Electoral division in Suffolk

Stowmarket South Division is an electoral division in Mid Suffolk District, Suffolk which returns a single County Councillor to Suffolk County Council.

==Geography==
The division entirely urban and contains the southern part of the town of Stowmarket.
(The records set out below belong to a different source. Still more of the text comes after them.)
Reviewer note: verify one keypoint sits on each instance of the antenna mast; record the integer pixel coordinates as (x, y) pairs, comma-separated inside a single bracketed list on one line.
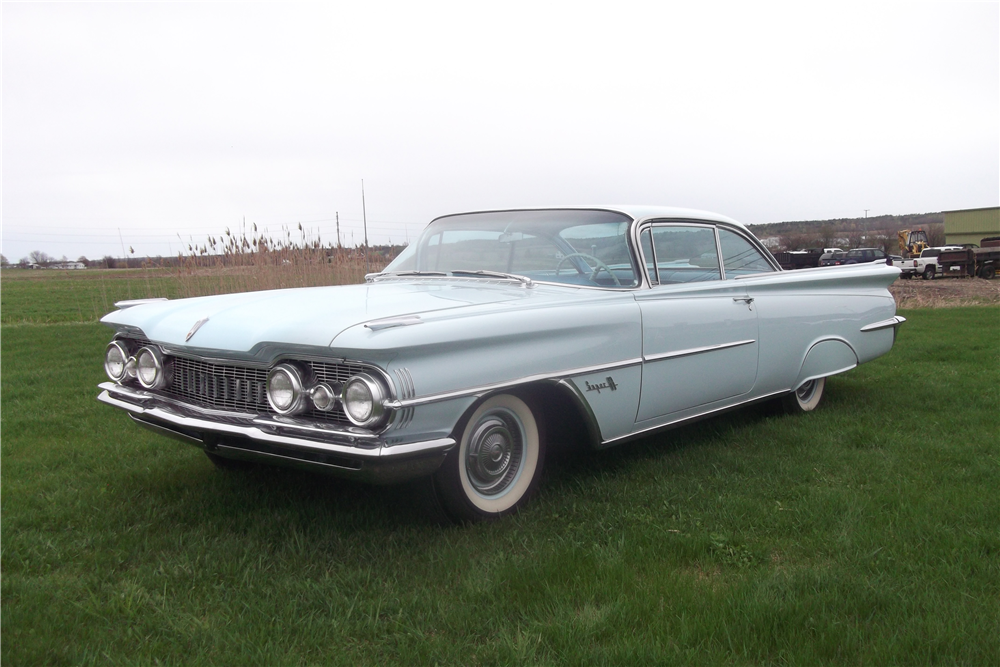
[(364, 217)]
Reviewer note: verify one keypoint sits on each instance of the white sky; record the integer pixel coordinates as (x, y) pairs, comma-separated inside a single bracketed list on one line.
[(164, 120)]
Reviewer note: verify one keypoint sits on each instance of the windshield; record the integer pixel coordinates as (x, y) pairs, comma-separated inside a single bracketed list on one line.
[(575, 247)]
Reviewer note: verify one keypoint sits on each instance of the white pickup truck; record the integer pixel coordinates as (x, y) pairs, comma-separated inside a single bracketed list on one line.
[(925, 266)]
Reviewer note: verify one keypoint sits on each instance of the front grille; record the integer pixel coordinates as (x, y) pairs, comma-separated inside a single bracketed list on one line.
[(219, 386), (242, 389)]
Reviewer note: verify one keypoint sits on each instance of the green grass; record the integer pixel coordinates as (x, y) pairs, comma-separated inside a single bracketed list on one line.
[(47, 297), (867, 532)]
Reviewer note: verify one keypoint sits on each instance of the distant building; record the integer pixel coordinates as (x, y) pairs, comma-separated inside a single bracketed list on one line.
[(971, 225)]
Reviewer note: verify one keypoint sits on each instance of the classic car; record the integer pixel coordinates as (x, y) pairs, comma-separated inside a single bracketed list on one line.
[(490, 336)]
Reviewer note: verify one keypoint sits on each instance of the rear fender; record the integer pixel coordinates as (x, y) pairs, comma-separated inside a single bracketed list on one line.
[(825, 358)]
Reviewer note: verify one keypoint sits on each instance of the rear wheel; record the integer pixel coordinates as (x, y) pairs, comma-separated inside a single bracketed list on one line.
[(806, 397), (495, 468)]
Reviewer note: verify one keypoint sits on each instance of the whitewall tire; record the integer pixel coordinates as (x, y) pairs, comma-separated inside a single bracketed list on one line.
[(496, 466)]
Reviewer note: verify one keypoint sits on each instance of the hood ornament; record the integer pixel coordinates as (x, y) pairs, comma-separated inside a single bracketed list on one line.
[(194, 329)]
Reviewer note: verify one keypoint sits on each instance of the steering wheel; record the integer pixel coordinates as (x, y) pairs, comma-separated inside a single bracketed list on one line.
[(598, 266)]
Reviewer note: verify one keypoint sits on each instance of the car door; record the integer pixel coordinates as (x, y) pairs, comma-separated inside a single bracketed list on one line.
[(699, 329)]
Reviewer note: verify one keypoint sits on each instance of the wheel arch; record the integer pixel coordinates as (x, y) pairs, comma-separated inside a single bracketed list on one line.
[(565, 419), (824, 358)]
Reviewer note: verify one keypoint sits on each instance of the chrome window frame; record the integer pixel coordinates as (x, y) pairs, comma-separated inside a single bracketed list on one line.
[(643, 225)]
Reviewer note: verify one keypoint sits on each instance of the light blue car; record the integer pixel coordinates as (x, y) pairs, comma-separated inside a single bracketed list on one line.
[(493, 334)]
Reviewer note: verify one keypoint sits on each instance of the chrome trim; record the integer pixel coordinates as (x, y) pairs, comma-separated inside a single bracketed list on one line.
[(390, 322), (695, 350), (485, 389), (680, 422), (140, 395), (405, 385), (893, 321), (377, 451)]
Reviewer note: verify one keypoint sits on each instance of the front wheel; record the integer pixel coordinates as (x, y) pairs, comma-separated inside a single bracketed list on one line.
[(497, 464), (806, 397)]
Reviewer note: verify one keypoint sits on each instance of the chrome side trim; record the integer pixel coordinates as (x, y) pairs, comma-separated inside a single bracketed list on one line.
[(893, 321), (390, 322), (375, 451), (487, 388), (695, 350)]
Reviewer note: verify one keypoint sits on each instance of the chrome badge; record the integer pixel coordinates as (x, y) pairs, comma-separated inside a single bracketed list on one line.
[(194, 329)]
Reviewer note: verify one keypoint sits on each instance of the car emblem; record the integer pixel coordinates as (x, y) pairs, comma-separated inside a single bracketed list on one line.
[(194, 329), (609, 383)]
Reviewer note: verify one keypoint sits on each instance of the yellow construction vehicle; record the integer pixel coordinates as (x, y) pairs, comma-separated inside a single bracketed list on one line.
[(911, 243)]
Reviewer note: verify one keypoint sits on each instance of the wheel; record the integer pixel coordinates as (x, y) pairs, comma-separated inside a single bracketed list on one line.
[(222, 463), (806, 397), (496, 466), (597, 268)]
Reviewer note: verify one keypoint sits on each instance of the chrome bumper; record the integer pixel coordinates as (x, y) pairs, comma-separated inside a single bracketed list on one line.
[(343, 451)]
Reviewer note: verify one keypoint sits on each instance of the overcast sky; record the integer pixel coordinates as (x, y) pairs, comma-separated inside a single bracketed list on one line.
[(149, 125)]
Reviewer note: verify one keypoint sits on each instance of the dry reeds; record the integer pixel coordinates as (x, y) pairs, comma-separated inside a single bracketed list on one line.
[(246, 262), (945, 293)]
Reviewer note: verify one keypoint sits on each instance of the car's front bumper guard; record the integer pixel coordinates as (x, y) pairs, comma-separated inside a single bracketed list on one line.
[(346, 451)]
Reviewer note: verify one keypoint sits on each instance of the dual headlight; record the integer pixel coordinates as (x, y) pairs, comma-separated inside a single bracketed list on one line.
[(148, 366), (290, 390)]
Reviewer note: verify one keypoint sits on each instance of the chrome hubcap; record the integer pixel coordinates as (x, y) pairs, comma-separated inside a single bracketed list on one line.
[(496, 449)]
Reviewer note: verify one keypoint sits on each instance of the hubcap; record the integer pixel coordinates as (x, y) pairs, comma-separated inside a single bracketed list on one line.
[(496, 449)]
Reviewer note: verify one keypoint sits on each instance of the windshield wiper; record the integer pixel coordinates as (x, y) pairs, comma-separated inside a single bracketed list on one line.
[(524, 280)]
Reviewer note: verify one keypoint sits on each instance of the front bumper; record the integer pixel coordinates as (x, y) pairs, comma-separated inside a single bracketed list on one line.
[(342, 451)]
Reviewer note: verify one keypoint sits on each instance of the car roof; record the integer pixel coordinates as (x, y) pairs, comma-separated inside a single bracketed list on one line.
[(639, 213)]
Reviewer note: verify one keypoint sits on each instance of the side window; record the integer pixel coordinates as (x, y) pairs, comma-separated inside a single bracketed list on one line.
[(647, 250), (740, 257), (685, 254)]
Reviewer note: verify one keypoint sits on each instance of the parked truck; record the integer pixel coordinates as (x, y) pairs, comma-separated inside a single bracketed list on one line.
[(927, 265), (912, 243), (983, 261)]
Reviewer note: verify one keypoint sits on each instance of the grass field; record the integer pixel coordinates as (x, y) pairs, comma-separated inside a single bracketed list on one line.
[(867, 532)]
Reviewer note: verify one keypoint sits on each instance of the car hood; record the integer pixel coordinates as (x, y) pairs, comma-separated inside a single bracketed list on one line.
[(311, 316)]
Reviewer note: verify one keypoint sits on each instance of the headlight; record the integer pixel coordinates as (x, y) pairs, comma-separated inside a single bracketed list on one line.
[(362, 397), (115, 359), (151, 369), (285, 389), (323, 397)]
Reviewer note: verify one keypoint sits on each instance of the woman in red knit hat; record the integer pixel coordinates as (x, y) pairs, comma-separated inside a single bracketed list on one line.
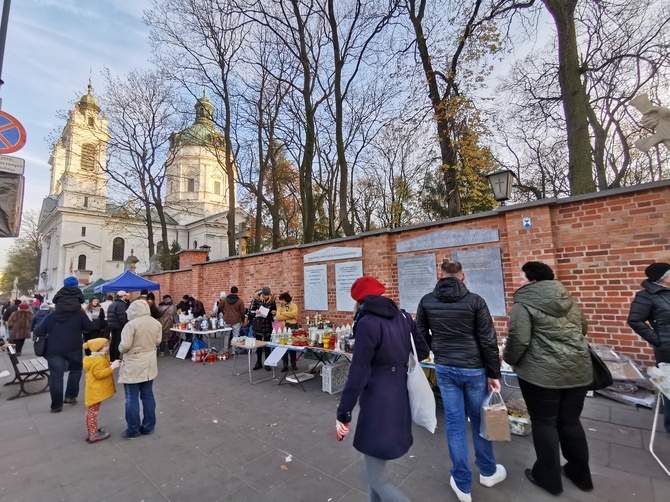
[(378, 375)]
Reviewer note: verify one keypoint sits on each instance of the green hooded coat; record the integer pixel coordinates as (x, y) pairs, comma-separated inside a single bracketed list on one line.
[(547, 343)]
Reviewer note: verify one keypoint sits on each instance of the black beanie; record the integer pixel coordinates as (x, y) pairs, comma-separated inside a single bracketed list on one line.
[(656, 271), (538, 271)]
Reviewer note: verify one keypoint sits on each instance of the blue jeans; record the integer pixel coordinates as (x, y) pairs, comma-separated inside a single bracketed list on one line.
[(58, 365), (461, 387), (134, 393)]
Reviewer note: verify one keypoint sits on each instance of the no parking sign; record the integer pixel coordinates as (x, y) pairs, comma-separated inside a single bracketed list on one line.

It has higher-than-average proportion of people over the age of 50.

==History==
The division has always been competitive with no one receiving more than 40% of vote until 2021.

==Boundaries and boundary changes==
===2005–present===
- Mid Suffolk District Wards of Stowmarket Central, Stowmarket South.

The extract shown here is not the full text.